Beer and BMX at the Mad Max style encampment at Devil's Garden
Today we headed downriver toward Runcorn, the steep valley slipping away into open, flatter countryside as we neared the estuary. The last stretch is fully canalised, by-passing the river's original route, and suddenly after a trio of bridges – swing, rail and motorway – the country was gone and we were into the sprawling industrial belt of Runcorn where a vast chemical plant, or is it plants plural I really couldn't tell, lines the bank. For the best part of two miles a myriad of pipes, towers, cables and  huge curiously shaped containers runs along the riverside. The real strangeness is the near stillness of it all: aside from the occasional hiss of escaping steam, an occasional whiff in the air and one solitary person you wouldn't know if it was closed down or about to erupt. I wish I could tell you what was produced there but even Google doesn't seem to know.
Just what is going on inside those myriad pipes and towers?

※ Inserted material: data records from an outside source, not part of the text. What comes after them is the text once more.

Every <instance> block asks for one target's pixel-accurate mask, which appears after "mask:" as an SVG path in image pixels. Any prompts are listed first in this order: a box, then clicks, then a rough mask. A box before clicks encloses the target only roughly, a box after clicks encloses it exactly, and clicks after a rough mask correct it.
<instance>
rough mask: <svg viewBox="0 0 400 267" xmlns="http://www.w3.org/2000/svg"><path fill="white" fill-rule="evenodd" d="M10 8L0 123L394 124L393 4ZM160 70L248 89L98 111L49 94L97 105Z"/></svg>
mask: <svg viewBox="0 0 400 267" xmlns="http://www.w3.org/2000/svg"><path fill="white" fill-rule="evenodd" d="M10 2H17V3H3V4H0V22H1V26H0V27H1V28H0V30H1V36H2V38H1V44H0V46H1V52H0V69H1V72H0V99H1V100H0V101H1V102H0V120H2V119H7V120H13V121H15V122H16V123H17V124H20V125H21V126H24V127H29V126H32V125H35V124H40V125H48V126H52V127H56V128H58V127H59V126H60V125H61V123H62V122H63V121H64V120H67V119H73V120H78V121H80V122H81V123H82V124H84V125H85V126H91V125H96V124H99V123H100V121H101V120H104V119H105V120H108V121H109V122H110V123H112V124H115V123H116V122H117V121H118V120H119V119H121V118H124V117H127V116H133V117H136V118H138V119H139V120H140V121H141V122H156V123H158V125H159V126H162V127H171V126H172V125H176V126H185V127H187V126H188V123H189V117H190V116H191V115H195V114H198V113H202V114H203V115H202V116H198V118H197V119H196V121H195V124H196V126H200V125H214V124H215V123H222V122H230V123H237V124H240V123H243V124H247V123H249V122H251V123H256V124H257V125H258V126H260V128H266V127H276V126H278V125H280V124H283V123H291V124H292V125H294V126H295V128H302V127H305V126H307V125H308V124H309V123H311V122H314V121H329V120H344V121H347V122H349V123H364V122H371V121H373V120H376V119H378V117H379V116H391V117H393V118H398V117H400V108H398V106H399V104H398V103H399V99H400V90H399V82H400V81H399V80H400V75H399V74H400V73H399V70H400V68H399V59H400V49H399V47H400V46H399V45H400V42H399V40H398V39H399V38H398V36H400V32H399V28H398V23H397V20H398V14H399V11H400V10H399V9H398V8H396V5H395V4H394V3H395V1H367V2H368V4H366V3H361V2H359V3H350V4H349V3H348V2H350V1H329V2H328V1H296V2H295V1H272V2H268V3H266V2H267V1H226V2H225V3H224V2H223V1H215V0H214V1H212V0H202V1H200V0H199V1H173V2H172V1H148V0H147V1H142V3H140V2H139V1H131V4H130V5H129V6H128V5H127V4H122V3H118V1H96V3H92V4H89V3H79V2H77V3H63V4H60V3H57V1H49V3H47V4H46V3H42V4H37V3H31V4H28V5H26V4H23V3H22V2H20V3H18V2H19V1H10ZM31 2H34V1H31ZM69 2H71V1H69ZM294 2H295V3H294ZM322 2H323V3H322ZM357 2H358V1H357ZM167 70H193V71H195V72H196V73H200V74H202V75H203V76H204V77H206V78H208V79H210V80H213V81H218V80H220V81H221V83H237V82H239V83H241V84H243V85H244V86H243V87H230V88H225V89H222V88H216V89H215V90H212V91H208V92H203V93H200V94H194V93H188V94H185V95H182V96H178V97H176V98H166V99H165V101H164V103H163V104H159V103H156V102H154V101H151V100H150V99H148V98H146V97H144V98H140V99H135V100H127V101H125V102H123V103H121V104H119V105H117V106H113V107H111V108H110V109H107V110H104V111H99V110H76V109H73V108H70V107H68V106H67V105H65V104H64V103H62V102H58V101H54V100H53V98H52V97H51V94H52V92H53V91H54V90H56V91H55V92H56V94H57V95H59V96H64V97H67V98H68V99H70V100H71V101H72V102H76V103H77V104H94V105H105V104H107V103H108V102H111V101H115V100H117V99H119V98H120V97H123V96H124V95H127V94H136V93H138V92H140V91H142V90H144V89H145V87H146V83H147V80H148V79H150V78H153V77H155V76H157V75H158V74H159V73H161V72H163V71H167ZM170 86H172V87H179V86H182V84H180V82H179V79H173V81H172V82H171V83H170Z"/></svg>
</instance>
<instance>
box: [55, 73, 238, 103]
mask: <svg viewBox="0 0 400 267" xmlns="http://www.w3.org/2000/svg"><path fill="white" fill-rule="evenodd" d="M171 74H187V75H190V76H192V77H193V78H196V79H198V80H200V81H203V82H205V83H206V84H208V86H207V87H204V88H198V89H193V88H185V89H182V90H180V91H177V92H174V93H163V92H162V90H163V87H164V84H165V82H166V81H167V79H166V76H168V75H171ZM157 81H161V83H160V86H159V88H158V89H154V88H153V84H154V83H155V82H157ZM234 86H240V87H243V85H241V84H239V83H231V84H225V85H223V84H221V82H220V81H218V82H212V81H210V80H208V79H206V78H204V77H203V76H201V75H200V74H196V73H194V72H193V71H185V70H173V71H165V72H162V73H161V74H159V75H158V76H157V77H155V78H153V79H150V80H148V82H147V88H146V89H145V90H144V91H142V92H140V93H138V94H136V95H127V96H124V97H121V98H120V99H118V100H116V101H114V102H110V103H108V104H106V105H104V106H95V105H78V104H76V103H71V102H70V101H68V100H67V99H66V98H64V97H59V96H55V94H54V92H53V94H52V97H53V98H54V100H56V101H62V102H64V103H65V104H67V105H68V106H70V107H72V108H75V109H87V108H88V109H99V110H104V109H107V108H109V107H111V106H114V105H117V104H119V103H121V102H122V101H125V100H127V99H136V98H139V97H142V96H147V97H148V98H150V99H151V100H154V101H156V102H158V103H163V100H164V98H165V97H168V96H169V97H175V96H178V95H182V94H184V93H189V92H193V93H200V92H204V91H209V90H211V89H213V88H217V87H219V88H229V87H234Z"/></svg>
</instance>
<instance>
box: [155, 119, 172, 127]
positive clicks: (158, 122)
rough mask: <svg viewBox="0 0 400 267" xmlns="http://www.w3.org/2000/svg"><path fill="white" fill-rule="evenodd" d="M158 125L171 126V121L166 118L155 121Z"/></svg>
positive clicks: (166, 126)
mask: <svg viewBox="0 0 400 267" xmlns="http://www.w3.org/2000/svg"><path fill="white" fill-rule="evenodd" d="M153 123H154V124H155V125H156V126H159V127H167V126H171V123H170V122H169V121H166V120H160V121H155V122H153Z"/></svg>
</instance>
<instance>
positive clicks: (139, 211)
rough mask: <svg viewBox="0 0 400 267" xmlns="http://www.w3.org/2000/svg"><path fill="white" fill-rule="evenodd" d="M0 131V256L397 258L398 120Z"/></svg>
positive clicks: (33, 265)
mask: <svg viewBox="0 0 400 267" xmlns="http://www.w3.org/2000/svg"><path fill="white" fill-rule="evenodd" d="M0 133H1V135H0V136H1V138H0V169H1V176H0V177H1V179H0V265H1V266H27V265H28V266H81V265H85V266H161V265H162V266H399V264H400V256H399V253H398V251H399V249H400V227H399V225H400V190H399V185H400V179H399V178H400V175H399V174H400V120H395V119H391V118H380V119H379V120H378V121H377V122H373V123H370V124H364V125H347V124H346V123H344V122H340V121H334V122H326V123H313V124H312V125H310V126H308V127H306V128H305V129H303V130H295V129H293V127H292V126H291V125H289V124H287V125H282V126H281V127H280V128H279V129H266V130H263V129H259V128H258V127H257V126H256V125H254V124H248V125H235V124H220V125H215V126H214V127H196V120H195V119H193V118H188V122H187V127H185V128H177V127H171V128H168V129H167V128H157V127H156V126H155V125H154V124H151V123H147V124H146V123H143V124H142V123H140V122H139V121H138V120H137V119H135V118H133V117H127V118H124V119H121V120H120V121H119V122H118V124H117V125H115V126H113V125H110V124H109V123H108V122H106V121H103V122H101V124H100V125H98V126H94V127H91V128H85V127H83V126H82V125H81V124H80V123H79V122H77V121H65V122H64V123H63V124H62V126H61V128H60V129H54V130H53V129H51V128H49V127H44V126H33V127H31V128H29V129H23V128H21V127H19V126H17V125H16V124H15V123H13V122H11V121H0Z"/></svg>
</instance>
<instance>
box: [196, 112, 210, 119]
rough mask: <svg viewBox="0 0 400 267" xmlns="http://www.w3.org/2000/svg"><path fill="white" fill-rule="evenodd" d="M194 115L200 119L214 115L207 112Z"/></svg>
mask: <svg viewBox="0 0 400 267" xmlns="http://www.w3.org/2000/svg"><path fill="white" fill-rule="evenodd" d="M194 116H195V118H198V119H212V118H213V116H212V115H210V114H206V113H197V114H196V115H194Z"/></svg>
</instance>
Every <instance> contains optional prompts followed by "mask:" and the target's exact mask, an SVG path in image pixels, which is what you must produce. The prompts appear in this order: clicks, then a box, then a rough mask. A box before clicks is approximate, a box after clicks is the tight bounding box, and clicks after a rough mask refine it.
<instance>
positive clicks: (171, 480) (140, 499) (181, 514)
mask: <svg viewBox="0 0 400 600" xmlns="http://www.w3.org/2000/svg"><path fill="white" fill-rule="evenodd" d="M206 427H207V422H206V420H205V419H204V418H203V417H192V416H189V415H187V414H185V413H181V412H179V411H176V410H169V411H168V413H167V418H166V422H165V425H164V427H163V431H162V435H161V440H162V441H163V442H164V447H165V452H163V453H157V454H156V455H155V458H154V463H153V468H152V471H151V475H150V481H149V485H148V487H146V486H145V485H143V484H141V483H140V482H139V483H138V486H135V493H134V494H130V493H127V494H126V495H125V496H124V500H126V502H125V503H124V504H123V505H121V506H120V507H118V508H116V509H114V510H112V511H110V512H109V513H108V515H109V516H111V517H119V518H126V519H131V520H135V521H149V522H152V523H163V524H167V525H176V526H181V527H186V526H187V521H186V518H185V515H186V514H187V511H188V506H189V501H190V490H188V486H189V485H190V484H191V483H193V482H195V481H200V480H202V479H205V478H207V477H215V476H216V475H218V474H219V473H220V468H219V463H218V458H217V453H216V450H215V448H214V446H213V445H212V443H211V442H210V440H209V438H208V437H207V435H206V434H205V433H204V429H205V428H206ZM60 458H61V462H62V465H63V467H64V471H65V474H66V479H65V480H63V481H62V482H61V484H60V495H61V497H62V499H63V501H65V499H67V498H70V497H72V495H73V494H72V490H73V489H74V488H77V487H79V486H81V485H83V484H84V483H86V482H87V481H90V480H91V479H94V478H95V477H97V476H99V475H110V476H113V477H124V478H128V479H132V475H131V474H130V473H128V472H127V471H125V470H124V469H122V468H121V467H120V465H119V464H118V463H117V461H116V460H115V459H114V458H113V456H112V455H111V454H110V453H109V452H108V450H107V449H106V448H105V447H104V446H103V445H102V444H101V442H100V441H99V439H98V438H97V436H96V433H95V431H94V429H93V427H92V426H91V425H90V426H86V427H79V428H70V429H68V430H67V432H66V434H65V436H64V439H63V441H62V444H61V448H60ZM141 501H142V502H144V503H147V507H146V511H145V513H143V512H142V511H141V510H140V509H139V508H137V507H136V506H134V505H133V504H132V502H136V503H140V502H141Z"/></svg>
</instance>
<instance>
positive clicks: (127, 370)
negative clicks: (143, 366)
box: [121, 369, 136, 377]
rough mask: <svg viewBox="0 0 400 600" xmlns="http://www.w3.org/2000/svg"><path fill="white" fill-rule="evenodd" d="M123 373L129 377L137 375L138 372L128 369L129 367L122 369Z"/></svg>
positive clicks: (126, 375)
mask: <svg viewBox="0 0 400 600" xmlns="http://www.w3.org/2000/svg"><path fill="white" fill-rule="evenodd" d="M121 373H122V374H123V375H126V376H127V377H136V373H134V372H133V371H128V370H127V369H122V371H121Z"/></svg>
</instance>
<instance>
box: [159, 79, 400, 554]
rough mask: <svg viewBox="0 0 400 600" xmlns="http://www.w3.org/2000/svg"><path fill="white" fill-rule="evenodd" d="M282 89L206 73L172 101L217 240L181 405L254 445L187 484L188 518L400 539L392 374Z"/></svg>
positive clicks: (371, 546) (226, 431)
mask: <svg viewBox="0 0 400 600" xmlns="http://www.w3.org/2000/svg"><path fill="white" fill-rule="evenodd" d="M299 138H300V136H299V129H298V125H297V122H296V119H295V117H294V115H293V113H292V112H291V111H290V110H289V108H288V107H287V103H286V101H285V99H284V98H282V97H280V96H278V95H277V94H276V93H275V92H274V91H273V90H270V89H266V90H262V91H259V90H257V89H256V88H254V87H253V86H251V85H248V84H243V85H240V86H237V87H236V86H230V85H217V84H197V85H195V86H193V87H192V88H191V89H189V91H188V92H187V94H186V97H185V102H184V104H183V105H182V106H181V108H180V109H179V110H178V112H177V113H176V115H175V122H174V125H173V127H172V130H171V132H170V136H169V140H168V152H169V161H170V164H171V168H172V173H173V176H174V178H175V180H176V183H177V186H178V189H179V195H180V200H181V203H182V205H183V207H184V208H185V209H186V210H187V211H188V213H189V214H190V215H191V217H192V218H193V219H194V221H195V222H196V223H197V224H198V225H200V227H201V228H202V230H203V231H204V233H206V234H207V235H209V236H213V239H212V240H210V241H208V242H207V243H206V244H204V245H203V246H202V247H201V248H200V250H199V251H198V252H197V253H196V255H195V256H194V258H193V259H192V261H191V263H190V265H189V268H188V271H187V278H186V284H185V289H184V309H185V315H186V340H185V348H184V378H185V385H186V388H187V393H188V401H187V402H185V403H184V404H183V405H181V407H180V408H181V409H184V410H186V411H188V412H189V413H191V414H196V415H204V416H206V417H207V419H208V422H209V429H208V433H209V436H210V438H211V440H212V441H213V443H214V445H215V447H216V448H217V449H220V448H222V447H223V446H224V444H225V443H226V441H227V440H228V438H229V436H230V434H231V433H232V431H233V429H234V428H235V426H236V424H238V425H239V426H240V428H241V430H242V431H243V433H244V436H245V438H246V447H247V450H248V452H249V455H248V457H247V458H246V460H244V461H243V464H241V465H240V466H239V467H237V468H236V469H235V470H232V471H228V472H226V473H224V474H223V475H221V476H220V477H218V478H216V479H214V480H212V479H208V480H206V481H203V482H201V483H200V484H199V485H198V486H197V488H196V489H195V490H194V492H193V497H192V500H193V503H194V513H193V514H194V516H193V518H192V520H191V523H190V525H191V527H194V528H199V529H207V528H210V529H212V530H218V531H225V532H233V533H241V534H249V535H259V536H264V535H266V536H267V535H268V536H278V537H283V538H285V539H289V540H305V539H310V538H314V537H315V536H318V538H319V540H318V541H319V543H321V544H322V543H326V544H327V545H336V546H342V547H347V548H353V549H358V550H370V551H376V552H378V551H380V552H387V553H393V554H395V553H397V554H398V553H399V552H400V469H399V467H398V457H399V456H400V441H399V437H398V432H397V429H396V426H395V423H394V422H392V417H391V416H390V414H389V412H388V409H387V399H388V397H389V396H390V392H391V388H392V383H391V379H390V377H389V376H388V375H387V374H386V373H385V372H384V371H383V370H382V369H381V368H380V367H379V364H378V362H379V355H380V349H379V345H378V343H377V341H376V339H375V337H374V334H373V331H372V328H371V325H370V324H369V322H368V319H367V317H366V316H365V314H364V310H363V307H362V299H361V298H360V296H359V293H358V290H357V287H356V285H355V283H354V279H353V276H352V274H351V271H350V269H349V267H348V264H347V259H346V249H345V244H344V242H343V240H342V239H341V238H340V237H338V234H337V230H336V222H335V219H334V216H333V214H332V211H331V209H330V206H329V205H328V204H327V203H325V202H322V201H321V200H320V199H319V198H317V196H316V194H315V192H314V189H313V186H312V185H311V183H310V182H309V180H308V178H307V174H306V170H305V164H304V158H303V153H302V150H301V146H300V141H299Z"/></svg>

We moored at Weston Marsh Lock where craft can exit onto the Manchester Ship Canal. The original River Weaver swings in here too to create a sizeable estuary with the Ship Canal in the distance and the Mersey estuary beyond it. The Weaver Navigation carries on for a further mile down to Weston Point docks but we'd had enough chemical plants by then.
We've back-tracked and are moored again in the Devil's Garden. Tomorrow we will re-trace our path back past the boat lift and head into the eastern half of the Weaver to Northwich and Winsford.